An evaluation of Section 1 of the Offensive Behaviour at Football and Threatening Communications (Scotland) Act 2012

An Evaluation of the implementation and impact of section 1 of the Offensive Behaviour and Threatening Communications (Scotland) Act 2012


It is not in the remit of the evaluation to engage in political and normative debates about the continued existence of the Act. Our remit is to comment on the Act's 'effectiveness' and to suggest ways in which that 'effectiveness' might be enhanced.

Recommendation 1 (R1) The formal objectives of the Act are to address a variety of hate crimes, not just sectarianism. Acknowledging that there appears to have been a recognised reduction in sectarian-associated offences, this broader focus needs to be strengthened.

R2 Careful consideration needs to be given to how best to improve relationships and trust between supporters groups, clubs and the police. This is critical if recent gains in terms of reductions in criminalised activity are to be consolidated.
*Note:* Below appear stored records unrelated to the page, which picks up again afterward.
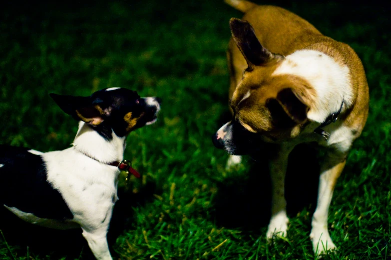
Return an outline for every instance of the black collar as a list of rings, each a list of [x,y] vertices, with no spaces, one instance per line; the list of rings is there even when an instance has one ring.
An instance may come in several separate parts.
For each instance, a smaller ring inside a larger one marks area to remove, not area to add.
[[[327,117],[327,118],[326,119],[326,120],[325,120],[325,122],[322,123],[322,124],[319,126],[319,127],[317,128],[317,129],[314,130],[314,132],[319,133],[319,134],[321,135],[322,136],[325,137],[326,141],[327,141],[329,138],[329,136],[330,136],[330,134],[328,132],[325,131],[322,129],[326,126],[328,126],[331,123],[335,123],[335,122],[337,121],[337,120],[338,119],[338,116],[341,114],[341,110],[342,110],[342,107],[343,106],[344,100],[343,99],[342,103],[341,104],[341,107],[340,108],[339,110]]]

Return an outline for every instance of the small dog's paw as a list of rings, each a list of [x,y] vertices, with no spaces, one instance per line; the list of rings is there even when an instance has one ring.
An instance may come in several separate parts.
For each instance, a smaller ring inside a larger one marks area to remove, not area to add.
[[[229,155],[225,166],[226,170],[230,170],[240,164],[242,162],[242,156],[239,155]]]
[[[266,233],[266,238],[270,240],[274,236],[286,237],[289,222],[289,219],[288,218],[285,211],[280,212],[272,217]]]
[[[337,247],[333,243],[326,229],[313,228],[310,235],[315,255],[320,256],[327,251],[335,250]]]

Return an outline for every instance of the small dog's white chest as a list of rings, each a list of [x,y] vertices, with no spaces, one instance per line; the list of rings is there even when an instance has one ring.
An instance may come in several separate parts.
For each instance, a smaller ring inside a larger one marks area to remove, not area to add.
[[[42,219],[38,218],[33,214],[23,212],[14,207],[9,207],[5,205],[4,207],[22,220],[41,227],[55,229],[71,229],[80,227],[78,224],[72,221],[60,221],[53,219]]]

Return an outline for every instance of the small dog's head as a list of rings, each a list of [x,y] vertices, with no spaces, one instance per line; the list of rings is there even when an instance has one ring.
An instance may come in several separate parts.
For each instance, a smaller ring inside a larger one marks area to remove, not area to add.
[[[157,119],[160,110],[159,98],[140,98],[137,92],[122,88],[104,89],[88,97],[50,94],[50,97],[66,114],[102,132],[111,130],[117,136]]]
[[[273,75],[285,57],[262,46],[248,22],[232,18],[230,26],[248,67],[230,101],[233,118],[212,139],[217,148],[241,155],[255,151],[262,142],[297,136],[308,122],[314,93],[302,78]]]

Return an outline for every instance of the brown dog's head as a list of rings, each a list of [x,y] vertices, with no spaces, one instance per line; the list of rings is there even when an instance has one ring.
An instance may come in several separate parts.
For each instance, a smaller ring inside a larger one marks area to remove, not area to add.
[[[297,136],[308,122],[315,93],[302,78],[273,75],[284,57],[262,46],[248,22],[232,18],[230,26],[248,68],[230,101],[233,118],[214,134],[213,140],[217,148],[240,155],[259,148],[262,142]]]

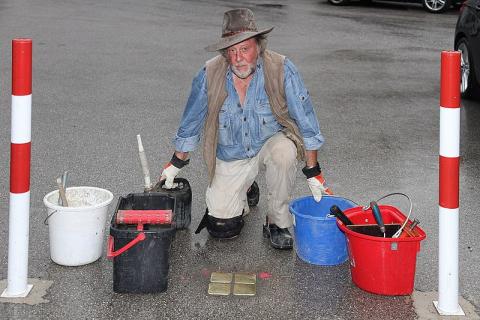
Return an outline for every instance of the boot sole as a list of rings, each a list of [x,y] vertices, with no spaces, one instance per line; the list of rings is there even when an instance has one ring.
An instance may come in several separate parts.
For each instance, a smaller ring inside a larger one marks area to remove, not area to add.
[[[264,238],[267,238],[269,239],[269,242],[270,242],[270,245],[275,248],[275,249],[279,249],[279,250],[291,250],[293,248],[293,245],[290,245],[290,246],[281,246],[281,245],[278,245],[276,243],[273,243],[272,242],[272,239],[270,238],[270,232],[268,232],[264,226],[263,228],[263,237]]]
There is already evidence that fans within stadia are self-policing each other to an extent. The more fans identify with the aims and legitimacy of the Act, and the more that they approve of (and identify with), official actors in terms of how they enforce the Act, the stronger one would expect this self-policing to be.

R3 In terms of police and club operational tactics, a clearer demarcation needs to be made between violent risk groups and other sets of fans who are at risk of engaging in non-violent, offensive behaviour.

R4 Clubs, in particular, need to be re-engaged with work in this area, for instance taking forward educational initiatives, and having a much closer dialogue with supporters groups.

R5 Clubs and the police authorities should continue to focus on balancing the need to hold secure matches, free from offensiveness and disorder, whilst ensuring a consistent and proportionate response to the policing of more vocal and enthusiastic fan groups.

Grievances about inconsistent treatment were particularly emphasised by those supporters who travelled to away games. In our 2013 survey 81% of away supporters agreed that they were treated very differently at different stadiums by stewards and police. Fans and police officers alike valued more experienced officers and stewards in part, precisely because, they would act with more consistency.

R6 Models of good stewarding and local policing should be identified and strengthened.

R7 Given the great range of behaviours encompassed by the Act (with the types of offensiveness covered ranging widely in terms of seriousness), greater consideration should be given to a more nuanced set of responses, shading from club-focussed sanctions and diversionary measures that preclude the need to impose a criminal record, through to appropriate criminal penalties for more serious or incorrigible offenders. For instance, consideration should be given to using diversionary sanctions for less serious s. 1 offences (and for first time offenders) such as short football banning orders (ideally combined with match period sign-on conditions to maximise effectiveness).

R8 More serious s. 1 cases should receive faster consideration by relevant agencies, and should reach a conclusion more quickly. This, particularly if combined with the previous recommendation, would potentially improve confidence in the fairness and proportionality of charges made under s. 1 of the Act.